Echange de dette grecque: Dernières heures sous haute tension

CRISE Les créanciers du pays ont jusqu'à jeudi 21h pour donner leur accord au plan volontaire d'échanges d'obligations, faute de quoi le pays pourrait faire défaut...

Claire Planchard (avec agences)

— 

Des manifestants sur la place Syntagma d'Athènes (Grèce), le 15 juin 2011.
Des manifestants sur la place Syntagma d'Athènes (Grèce), le 15 juin 2011. — REUTERS/Pascal Rossignol

«Le succès de l'opération d'échange de la dette grecque n'est pas assuré et un défaut désordonné de la Grèce aurait de graves conséquences pour la zone euro.» Cette déclaration de Jean Lemierre, représentant des créanciers privés d'Athènes, publiée mercredi dans Le Monde, résume assez bien le climat de fébrilité qui régne à la veille de la date butoir. 

Un participation encore limitée à  39% des créanciers

Mercredi en début d’après-midi, seulement 39% des créanciers privés se disaient prêts à participer à l'échange de dette selonl’Institut de la finance internationale (IIF), qui menait les négociations. Parmi eux, des banques et des caisses de retraites grecques, mais aussi des banques étrangères comme UniCredit, principale banque italienne ou les banques françaises BNP Paribas et Société générale.
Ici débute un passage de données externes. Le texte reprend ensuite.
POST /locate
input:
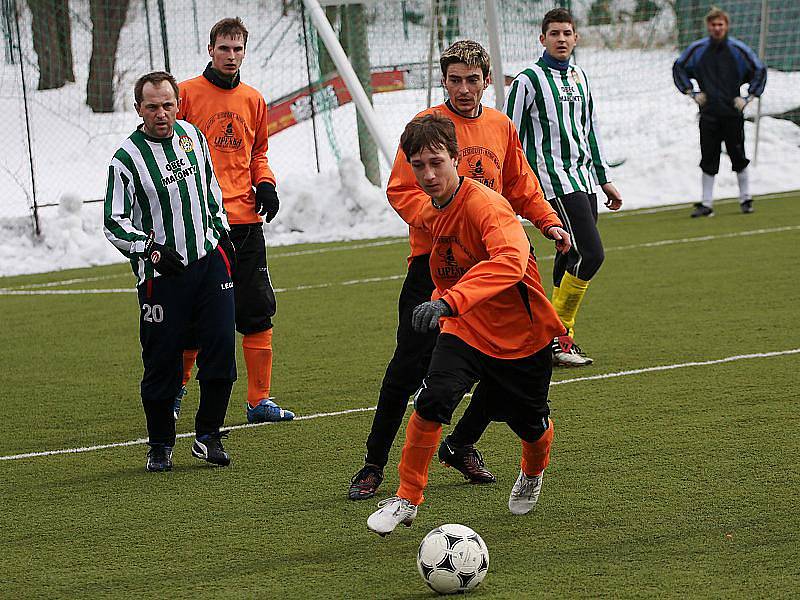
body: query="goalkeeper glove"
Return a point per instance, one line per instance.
(739, 103)
(699, 97)
(426, 316)
(165, 260)
(267, 200)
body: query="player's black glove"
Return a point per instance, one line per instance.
(267, 200)
(426, 316)
(228, 248)
(165, 260)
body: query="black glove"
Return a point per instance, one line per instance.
(165, 260)
(228, 248)
(267, 200)
(426, 316)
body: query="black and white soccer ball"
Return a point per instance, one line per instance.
(452, 559)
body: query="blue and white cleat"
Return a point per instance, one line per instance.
(267, 411)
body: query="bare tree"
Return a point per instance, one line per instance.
(108, 17)
(52, 41)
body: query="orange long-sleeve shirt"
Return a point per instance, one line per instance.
(234, 122)
(489, 152)
(482, 265)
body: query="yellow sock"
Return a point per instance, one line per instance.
(568, 300)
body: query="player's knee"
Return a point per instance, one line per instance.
(432, 402)
(529, 430)
(591, 263)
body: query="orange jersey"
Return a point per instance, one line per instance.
(489, 152)
(482, 265)
(234, 122)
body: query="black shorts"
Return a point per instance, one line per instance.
(578, 213)
(510, 390)
(713, 131)
(255, 298)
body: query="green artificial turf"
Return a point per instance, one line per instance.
(679, 482)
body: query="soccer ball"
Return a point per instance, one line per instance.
(452, 558)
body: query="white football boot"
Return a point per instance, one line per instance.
(391, 512)
(525, 493)
(566, 353)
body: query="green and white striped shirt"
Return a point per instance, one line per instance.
(554, 114)
(166, 186)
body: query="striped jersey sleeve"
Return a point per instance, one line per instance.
(167, 187)
(554, 114)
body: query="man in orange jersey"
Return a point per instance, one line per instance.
(233, 117)
(496, 328)
(490, 153)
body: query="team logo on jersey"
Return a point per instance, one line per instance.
(225, 131)
(449, 267)
(186, 143)
(482, 165)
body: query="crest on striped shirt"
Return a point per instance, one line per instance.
(186, 143)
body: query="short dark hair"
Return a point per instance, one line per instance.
(717, 13)
(468, 52)
(431, 132)
(557, 15)
(156, 78)
(231, 26)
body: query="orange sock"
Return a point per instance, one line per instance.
(536, 455)
(258, 358)
(422, 439)
(189, 358)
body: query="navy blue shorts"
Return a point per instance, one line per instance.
(201, 297)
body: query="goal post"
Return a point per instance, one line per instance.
(349, 76)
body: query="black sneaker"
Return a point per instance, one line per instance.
(365, 483)
(465, 459)
(159, 458)
(209, 448)
(701, 210)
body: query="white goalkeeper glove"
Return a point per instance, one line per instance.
(739, 103)
(699, 97)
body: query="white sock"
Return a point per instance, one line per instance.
(708, 188)
(744, 185)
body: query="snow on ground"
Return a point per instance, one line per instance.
(644, 122)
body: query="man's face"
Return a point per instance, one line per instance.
(227, 54)
(560, 40)
(435, 171)
(465, 86)
(158, 109)
(717, 28)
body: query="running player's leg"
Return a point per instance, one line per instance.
(402, 378)
(453, 370)
(711, 135)
(734, 144)
(458, 450)
(216, 363)
(255, 307)
(520, 388)
(163, 318)
(578, 212)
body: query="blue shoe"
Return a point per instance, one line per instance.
(176, 407)
(159, 458)
(268, 411)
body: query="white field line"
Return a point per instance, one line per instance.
(28, 290)
(142, 441)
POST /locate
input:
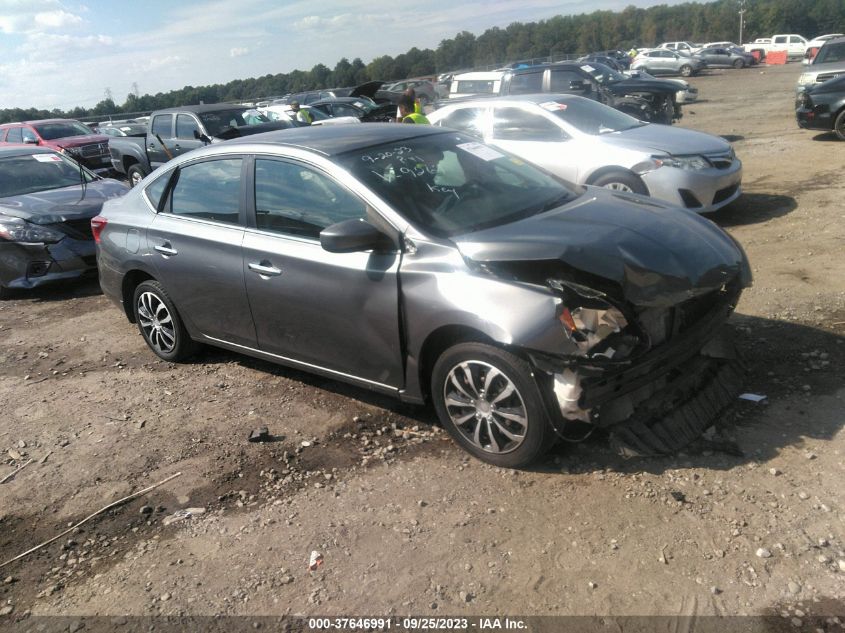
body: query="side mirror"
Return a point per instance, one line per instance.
(354, 236)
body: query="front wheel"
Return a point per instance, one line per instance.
(160, 323)
(621, 181)
(490, 403)
(839, 126)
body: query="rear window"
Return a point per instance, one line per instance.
(831, 52)
(62, 129)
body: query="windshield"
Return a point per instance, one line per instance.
(61, 129)
(604, 74)
(591, 117)
(831, 52)
(30, 173)
(217, 122)
(450, 184)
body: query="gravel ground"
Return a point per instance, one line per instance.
(405, 521)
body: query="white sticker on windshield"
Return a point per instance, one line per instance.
(551, 106)
(482, 151)
(47, 158)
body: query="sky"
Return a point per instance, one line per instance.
(64, 53)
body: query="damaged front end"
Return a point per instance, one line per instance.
(643, 352)
(656, 378)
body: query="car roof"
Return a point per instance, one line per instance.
(23, 150)
(205, 107)
(338, 139)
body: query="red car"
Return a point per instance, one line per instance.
(63, 135)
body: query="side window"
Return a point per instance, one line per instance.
(185, 126)
(210, 190)
(515, 124)
(296, 200)
(526, 83)
(469, 120)
(156, 189)
(163, 125)
(560, 81)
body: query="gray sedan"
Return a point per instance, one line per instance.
(418, 262)
(47, 201)
(585, 142)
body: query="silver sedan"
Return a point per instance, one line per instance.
(418, 262)
(587, 143)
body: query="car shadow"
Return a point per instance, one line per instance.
(71, 289)
(752, 208)
(827, 137)
(746, 432)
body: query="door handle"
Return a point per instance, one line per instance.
(265, 269)
(165, 249)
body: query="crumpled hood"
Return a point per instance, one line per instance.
(629, 86)
(58, 205)
(668, 139)
(658, 254)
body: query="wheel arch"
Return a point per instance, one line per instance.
(131, 281)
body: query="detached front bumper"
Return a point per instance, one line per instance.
(702, 191)
(31, 265)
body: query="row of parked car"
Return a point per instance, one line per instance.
(503, 264)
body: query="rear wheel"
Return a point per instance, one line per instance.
(135, 174)
(160, 324)
(621, 181)
(839, 126)
(490, 403)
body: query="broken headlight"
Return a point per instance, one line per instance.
(691, 163)
(589, 320)
(18, 230)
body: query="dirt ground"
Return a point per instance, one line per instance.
(406, 522)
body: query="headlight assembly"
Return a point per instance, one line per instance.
(691, 163)
(18, 230)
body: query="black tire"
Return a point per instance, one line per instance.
(485, 432)
(135, 174)
(621, 181)
(160, 324)
(839, 126)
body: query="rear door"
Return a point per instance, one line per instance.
(195, 243)
(336, 311)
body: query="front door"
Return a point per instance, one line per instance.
(195, 242)
(334, 311)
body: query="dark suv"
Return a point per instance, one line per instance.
(650, 100)
(64, 135)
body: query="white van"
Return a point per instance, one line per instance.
(474, 83)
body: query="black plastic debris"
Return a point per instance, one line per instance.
(261, 434)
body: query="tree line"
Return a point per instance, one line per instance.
(552, 38)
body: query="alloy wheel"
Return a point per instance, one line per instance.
(156, 323)
(485, 406)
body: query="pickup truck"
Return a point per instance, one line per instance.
(174, 131)
(794, 45)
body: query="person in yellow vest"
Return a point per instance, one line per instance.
(407, 113)
(300, 115)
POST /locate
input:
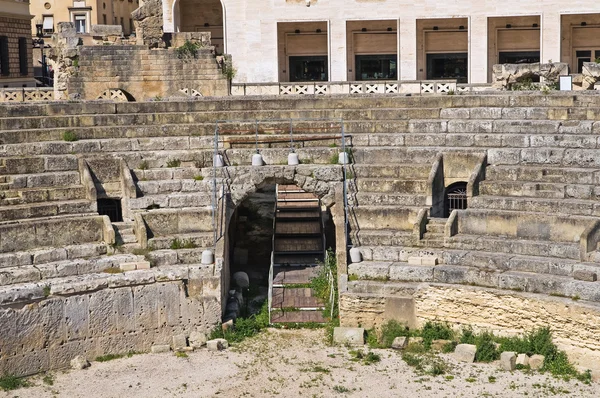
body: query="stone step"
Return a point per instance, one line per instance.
(396, 171)
(295, 298)
(382, 237)
(173, 186)
(385, 185)
(197, 239)
(562, 286)
(539, 190)
(37, 164)
(42, 194)
(171, 200)
(27, 293)
(164, 257)
(46, 209)
(519, 263)
(571, 175)
(434, 227)
(170, 173)
(385, 217)
(538, 205)
(390, 199)
(59, 179)
(298, 259)
(47, 255)
(374, 155)
(63, 268)
(515, 246)
(279, 316)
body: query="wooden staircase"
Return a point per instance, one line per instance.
(298, 251)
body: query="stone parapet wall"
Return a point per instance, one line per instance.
(144, 73)
(14, 27)
(128, 312)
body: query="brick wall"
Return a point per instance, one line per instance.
(14, 28)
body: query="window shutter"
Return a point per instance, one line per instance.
(23, 61)
(4, 56)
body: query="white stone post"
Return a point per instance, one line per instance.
(338, 63)
(407, 56)
(478, 49)
(550, 40)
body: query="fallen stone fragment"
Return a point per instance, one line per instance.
(179, 341)
(508, 360)
(217, 345)
(160, 348)
(465, 352)
(399, 343)
(79, 362)
(523, 359)
(197, 339)
(351, 336)
(438, 345)
(536, 362)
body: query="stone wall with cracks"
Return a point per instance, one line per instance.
(108, 314)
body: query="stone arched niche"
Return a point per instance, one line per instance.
(201, 16)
En revanche, plusieurs créanciers ont déjà fait part de leur refus d’y participer. Notamment cinq petits fonds de pension grecs représentant les journalistes, la police et les auto-entrepreneurs et qui détiennent environ 2 milliards d'euros d'obligations grecques, soit quelque 1% des titres du pays dans les mains des créanciers.

Pression maximale sur les fonds spéculatifs

A un peu plus de 24 heures de la date fatidique, le suspense reste donc entier et tous les regards sont tournés vers les «hedge funds» (fonds spéculatifs) qui détiennent environ un quart de la dette grecque aux mains d'investisseurs privés. La Grèce a donné à ses créanciers privés, assureurs, banques et fonds d’investissements, jusqu’au jeudi 8 mars 21h pour accepter l’offre d’échange d’obligations conclue le 20 février dernier.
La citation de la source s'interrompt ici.